第二章 契約一日前

第17話

夢を見た。


 そこは、今の家に引っ越す前に住んでいた古アパートの角部屋で、かなりの年季が入っていたせいか、誰かが床を歩くたびにギシギシとよく軋んで鳴った。


 だから、どれだけ足音を忍ばせようとしてもムダであり、夢の中の幼い正也はその事に目ざとく気付くと、部屋を出ていこうとしていた者の両足にとっさにしがみついた。


「待って! 待ってお母さん、行かないで!」

「正也……」


 小さく正也の名を呼んだのは、母親の静枝だ。
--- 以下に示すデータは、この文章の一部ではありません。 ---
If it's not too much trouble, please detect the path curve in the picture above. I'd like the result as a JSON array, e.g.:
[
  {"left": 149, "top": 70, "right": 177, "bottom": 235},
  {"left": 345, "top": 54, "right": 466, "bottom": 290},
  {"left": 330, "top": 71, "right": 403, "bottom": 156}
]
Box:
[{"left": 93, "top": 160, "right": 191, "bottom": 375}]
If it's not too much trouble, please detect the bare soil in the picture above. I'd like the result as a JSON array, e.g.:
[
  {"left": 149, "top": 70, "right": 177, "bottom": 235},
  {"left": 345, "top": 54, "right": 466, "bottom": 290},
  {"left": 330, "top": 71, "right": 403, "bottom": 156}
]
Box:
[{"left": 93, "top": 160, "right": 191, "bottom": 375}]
静枝は右手に小さな旅行鞄を持ち、残った左手で「誰か」の手を握っていた。


 二人のそんな様子を、百八十センチ以上の大きな身体へと成長した今現在の正也が静かに眺めている。そうか、またあの日の夢かと納得する事ができた。


 だが、夢の中の幼い正也は、どうして母親が自分を置いて出ていこうとしているのかさっぱり分からず、やだやだと泣き喚きながら、彼女の左手を指差した。
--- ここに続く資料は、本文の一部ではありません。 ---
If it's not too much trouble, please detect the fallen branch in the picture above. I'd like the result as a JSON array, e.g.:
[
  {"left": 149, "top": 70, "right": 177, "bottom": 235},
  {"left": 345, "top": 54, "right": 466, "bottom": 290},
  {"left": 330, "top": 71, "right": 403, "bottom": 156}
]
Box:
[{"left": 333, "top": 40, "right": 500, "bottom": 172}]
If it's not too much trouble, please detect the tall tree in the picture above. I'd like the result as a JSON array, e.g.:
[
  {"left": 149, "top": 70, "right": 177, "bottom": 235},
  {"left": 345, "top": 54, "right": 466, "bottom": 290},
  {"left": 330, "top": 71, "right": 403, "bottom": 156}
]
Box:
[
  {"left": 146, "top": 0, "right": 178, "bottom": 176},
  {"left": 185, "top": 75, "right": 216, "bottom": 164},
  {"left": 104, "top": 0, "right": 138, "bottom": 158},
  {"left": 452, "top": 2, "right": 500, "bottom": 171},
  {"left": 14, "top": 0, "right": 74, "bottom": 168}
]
「どうしてその子は連れていくのに、僕は置いてっちゃうの? 僕も連れてってよ!」

「ごめんね、正也。こうするしかないの」


 そう言うと、静枝は小さな正也の手をやや乱暴に払う。その拍子に彼はすてんと腰から床に転がってしまったが、彼女は助け起こさなかったばかりか、くるりと背を向けた。


「――が来るまでの辛抱よ、正也」


 静枝の言葉が掠れる。何故か、いつもこのあたりから彼女の声は聞こえにくくなった。


「あなたの――が過ぎたら、必ずこの子と一緒に帰ってくるわ。そしたら、また一緒に暮らせるからね……! 本当にごめんね、正也」


 最後にそう言うと、静枝は振り返る事なく玄関のドアを開けて、手を繋いでいた「誰か」と一緒に部屋を出ていく。
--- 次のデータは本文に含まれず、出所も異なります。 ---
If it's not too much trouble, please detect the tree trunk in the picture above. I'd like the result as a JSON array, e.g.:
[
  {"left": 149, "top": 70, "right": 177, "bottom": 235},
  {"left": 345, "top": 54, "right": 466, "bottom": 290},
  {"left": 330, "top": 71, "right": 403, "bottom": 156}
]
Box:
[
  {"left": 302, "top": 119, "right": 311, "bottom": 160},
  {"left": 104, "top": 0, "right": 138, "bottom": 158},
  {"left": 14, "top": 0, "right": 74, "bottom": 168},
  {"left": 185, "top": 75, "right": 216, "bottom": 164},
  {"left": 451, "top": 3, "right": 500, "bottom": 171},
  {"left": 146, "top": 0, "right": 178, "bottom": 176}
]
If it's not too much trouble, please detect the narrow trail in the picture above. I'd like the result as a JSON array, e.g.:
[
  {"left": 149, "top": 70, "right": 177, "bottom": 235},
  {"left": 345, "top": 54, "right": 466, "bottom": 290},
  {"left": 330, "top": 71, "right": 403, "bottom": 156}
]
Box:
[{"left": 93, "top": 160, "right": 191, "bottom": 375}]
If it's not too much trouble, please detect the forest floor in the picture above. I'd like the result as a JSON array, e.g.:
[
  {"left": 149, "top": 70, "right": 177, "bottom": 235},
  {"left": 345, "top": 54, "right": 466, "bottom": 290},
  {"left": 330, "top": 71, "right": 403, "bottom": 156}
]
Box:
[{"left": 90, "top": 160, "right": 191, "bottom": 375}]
 その瞬間、「誰か」が肩越しに振り返ってきて、床に転がったままの正也と目が合った。逆光で顔はよく分からなかったが、今にも泣き出しそうに口元を歪ませていた事だけは分かった。


「ごめんね。ごめんなさい、――」


 舌足らずな声で謝ってきたその子の言葉も、最後は掠れてよく聞こえない。これもいつもと同じ事だった。


 お前、いったい誰なんだよ……?


 そう思ったとたんに、正也は夢から覚めた。